The loss of sensitive data is a major worry for charities. The statistics bear their concerns out, as one third of the sector reported a data breach in the last two years. Ensuring vital information, and therefore a charity's reputation, is protected from cyber threats is a daily priority.
Many current and emerging technologies will deliver charities’ security objectives. Those with a cautious attitude face falling behind more progressive organisations. Budget is another determining factor. Before committing to precious spend, charities must be confident that the technology they choose will meet their criteria.
In our experience working with charities at IT Lab, these typically include:
- Value for money
- Ease of implementation
- Ongoing support
- Must enhance – not hinder - the user experience
- Scalable - both up and down
A cloud platform is the gateway to greater security and operational and cost efficiencies. One respected charity to embrace the cloud opportunities is Diabetes UK, you can read their story here.
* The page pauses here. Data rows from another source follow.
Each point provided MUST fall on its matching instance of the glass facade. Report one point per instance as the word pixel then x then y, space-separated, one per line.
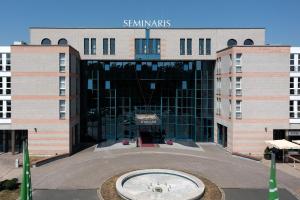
pixel 180 93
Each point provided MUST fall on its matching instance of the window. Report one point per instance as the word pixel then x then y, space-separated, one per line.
pixel 62 62
pixel 86 46
pixel 8 109
pixel 182 46
pixel 154 67
pixel 107 85
pixel 231 43
pixel 138 67
pixel 62 42
pixel 112 46
pixel 62 109
pixel 1 85
pixel 189 46
pixel 248 42
pixel 46 41
pixel 201 46
pixel 152 86
pixel 238 109
pixel 1 62
pixel 238 64
pixel 8 62
pixel 298 109
pixel 184 85
pixel 8 85
pixel 238 86
pixel 208 46
pixel 105 46
pixel 5 109
pixel 62 86
pixel 292 85
pixel 93 46
pixel 106 67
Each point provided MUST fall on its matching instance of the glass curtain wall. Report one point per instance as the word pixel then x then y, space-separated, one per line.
pixel 180 93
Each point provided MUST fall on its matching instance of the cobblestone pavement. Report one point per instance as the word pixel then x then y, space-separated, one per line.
pixel 89 169
pixel 7 166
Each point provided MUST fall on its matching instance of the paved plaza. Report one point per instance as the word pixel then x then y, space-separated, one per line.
pixel 79 176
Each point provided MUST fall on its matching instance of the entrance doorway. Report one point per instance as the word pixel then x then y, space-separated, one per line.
pixel 151 135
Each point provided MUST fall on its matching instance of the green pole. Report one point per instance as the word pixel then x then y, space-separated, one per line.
pixel 273 191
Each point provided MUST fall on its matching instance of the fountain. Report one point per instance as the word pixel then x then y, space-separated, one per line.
pixel 159 184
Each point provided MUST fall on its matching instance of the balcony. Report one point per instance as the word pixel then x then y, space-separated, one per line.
pixel 238 69
pixel 238 115
pixel 238 92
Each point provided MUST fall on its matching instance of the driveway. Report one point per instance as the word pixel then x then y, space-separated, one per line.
pixel 89 169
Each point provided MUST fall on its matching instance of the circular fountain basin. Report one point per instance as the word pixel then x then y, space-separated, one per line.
pixel 159 184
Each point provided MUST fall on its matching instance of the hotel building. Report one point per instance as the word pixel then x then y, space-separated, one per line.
pixel 69 86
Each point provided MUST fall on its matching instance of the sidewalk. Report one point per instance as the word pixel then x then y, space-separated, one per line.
pixel 7 166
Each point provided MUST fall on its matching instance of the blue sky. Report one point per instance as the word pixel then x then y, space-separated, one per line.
pixel 281 18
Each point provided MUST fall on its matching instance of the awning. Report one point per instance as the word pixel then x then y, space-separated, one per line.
pixel 296 141
pixel 147 119
pixel 282 144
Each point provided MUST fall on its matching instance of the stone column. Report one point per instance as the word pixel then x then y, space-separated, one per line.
pixel 13 141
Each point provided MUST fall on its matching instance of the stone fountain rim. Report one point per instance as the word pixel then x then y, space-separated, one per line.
pixel 128 196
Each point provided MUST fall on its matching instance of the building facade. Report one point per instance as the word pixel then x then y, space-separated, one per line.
pixel 75 85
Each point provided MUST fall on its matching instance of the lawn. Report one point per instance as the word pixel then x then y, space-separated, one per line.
pixel 9 194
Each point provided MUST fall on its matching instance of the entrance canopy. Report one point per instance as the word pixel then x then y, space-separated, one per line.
pixel 147 119
pixel 296 141
pixel 282 144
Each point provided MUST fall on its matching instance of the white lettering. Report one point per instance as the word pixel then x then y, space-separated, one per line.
pixel 141 23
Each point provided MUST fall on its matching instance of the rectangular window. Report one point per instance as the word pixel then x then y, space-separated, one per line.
pixel 238 62
pixel 182 46
pixel 62 86
pixel 86 46
pixel 8 109
pixel 93 46
pixel 8 85
pixel 292 111
pixel 106 66
pixel 298 109
pixel 138 67
pixel 144 46
pixel 189 46
pixel 112 46
pixel 1 85
pixel 208 46
pixel 150 46
pixel 138 46
pixel 1 109
pixel 201 46
pixel 62 109
pixel 238 82
pixel 105 46
pixel 152 86
pixel 238 86
pixel 154 67
pixel 8 62
pixel 1 61
pixel 238 109
pixel 292 63
pixel 62 62
pixel 107 85
pixel 184 85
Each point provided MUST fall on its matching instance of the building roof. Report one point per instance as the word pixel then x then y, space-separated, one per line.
pixel 253 46
pixel 200 28
pixel 282 144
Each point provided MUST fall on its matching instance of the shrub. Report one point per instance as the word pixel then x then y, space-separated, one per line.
pixel 11 184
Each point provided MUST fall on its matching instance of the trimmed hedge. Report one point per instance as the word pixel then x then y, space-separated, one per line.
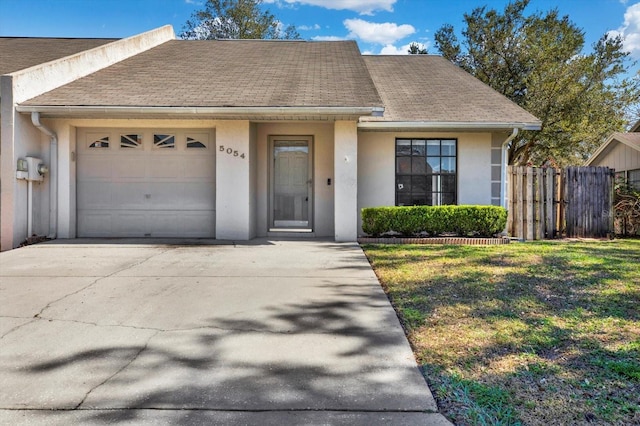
pixel 484 221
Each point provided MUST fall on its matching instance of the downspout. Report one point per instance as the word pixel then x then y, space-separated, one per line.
pixel 503 180
pixel 53 174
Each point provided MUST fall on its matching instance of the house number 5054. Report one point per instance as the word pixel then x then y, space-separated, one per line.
pixel 231 151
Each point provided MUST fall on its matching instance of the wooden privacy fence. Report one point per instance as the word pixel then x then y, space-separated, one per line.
pixel 548 202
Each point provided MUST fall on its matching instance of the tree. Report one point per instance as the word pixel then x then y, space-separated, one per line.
pixel 417 49
pixel 538 61
pixel 235 19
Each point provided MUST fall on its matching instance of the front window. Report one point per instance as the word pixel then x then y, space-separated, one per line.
pixel 426 172
pixel 634 179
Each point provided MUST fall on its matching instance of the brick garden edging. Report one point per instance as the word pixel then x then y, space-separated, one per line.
pixel 435 240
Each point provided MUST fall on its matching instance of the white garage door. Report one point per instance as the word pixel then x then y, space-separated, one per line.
pixel 146 183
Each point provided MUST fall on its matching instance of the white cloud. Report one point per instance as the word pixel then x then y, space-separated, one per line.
pixel 363 7
pixel 630 30
pixel 370 32
pixel 390 49
pixel 308 27
pixel 327 38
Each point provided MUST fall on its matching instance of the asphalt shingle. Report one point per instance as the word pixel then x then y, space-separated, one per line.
pixel 430 88
pixel 234 73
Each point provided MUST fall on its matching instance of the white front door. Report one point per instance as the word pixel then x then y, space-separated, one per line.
pixel 291 182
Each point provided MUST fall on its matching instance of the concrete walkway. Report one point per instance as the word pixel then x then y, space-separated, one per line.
pixel 270 332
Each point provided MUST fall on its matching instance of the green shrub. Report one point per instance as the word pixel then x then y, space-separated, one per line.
pixel 434 220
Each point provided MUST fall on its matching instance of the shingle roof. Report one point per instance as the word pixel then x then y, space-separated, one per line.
pixel 243 73
pixel 430 88
pixel 630 139
pixel 18 53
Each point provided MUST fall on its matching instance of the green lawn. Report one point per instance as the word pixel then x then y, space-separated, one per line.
pixel 525 333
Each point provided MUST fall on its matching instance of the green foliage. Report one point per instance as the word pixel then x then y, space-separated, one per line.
pixel 434 220
pixel 235 19
pixel 417 49
pixel 538 61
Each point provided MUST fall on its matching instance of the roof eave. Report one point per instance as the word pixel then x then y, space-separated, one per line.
pixel 200 112
pixel 447 125
pixel 605 145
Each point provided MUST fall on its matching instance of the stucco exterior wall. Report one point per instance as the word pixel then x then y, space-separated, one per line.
pixel 66 130
pixel 323 169
pixel 376 167
pixel 241 184
pixel 20 138
pixel 620 157
pixel 346 177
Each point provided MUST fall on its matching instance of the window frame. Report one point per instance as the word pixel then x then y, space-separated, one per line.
pixel 439 192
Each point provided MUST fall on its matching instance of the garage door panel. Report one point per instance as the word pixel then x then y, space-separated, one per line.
pixel 165 166
pixel 95 195
pixel 168 195
pixel 195 223
pixel 199 197
pixel 164 224
pixel 199 168
pixel 129 166
pixel 145 191
pixel 130 224
pixel 95 167
pixel 92 224
pixel 129 195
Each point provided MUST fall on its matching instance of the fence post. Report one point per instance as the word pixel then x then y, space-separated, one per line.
pixel 520 206
pixel 530 209
pixel 550 200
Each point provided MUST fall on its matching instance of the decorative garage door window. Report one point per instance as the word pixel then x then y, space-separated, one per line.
pixel 147 183
pixel 164 141
pixel 130 141
pixel 100 143
pixel 426 172
pixel 195 143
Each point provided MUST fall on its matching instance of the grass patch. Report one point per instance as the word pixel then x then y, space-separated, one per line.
pixel 536 333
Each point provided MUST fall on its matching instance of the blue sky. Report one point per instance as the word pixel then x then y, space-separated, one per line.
pixel 379 26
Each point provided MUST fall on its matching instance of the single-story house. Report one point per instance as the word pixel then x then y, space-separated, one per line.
pixel 621 151
pixel 151 136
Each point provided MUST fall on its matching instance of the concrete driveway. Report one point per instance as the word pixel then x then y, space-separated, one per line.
pixel 269 332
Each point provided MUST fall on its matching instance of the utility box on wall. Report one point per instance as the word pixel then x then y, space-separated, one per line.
pixel 31 169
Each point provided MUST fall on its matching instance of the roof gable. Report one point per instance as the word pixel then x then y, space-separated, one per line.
pixel 18 53
pixel 632 140
pixel 228 73
pixel 431 89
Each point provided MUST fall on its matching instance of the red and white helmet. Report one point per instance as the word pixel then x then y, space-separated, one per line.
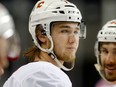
pixel 106 34
pixel 47 11
pixel 7 31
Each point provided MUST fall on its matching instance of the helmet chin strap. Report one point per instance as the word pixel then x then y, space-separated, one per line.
pixel 53 56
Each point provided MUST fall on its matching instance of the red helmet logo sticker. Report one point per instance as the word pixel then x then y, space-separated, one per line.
pixel 40 4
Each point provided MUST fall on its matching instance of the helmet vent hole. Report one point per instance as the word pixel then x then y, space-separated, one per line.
pixel 101 33
pixel 62 12
pixel 69 17
pixel 54 11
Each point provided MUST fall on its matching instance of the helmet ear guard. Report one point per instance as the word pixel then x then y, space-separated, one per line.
pixel 7 31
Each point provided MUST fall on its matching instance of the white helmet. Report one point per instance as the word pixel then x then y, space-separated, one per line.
pixel 7 31
pixel 47 11
pixel 106 34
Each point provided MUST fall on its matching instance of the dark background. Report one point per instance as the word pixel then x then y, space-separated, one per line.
pixel 95 12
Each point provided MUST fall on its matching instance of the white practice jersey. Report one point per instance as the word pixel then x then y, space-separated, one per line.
pixel 38 74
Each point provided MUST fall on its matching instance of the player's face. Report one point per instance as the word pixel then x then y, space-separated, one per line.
pixel 3 54
pixel 66 40
pixel 108 60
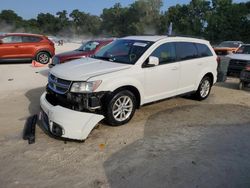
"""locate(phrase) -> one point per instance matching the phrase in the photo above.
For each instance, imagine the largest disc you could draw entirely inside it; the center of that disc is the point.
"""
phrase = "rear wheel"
(204, 88)
(121, 108)
(43, 57)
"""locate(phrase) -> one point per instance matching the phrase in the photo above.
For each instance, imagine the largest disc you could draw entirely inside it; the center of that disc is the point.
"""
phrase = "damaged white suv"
(123, 76)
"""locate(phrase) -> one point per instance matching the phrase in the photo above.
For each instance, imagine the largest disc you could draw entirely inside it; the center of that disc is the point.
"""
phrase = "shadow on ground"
(189, 146)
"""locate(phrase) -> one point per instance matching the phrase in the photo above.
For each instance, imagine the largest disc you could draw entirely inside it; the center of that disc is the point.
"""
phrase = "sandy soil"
(178, 142)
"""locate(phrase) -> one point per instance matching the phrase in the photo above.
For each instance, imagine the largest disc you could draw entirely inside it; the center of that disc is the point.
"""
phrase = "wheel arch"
(43, 50)
(133, 90)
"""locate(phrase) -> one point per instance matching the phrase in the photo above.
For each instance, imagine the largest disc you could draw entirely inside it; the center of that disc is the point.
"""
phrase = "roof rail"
(190, 36)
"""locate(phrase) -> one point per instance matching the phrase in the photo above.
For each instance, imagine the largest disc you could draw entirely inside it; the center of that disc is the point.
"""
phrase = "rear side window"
(203, 50)
(31, 39)
(186, 50)
(12, 39)
(165, 53)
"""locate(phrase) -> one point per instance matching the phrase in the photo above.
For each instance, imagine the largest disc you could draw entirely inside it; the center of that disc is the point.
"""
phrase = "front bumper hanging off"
(67, 123)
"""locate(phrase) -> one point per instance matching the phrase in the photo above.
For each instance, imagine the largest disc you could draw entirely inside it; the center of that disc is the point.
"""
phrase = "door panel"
(187, 54)
(161, 81)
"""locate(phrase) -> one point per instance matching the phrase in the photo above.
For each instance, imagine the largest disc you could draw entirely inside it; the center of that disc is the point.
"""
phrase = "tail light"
(248, 67)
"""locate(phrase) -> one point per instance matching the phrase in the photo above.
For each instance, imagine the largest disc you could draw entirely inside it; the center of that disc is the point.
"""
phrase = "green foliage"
(215, 20)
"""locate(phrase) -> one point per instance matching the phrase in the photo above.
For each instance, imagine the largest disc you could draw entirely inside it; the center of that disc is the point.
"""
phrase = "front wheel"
(121, 108)
(204, 88)
(43, 57)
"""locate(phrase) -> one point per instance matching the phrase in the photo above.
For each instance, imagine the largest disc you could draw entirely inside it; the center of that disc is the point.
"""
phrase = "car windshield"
(123, 51)
(245, 49)
(88, 46)
(230, 44)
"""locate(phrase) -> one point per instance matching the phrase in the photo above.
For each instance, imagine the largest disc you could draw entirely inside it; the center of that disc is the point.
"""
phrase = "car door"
(10, 47)
(29, 45)
(188, 57)
(162, 81)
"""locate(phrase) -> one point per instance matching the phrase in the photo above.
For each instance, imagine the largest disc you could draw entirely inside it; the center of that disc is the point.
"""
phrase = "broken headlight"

In a 2017 whitepaper, No charity left behind: the need for a digital third sector, Tech Trust surveyed 1,261 charities. It found that while 63% of charities utilised the cloud for at least one of their core applications, only 41% allowed their staff to access their systems on their own devices. This suggests that many are not aware of – or have yet to adopt - Identity and Access Management technologies.
Tools such as Single Sign-on, Mobile Device Management and Multi-Factor Authentication enable charities and not-for-profits to control their employees’ access to core applications via their personal, as well as work, devices. Security is fundamental to the user-friendly process. Not only does this promote the use of more cloud-based systems and applications, it gives staff greater autonomy, increases the likelihood of users acting in a safe way and provides the freedom to work flexibly.
Tech Trust also found that many charities continue to run their Customer Relationship Management (CRM) and associated systems on physical servers, often holding valuable data offline.
This means they're more vulnerable to cyber-attack, lack access to real-time data, and don't have the advantage of the security, backups and Disaster Recovery (DR) redundancy afforded by cloud technologies.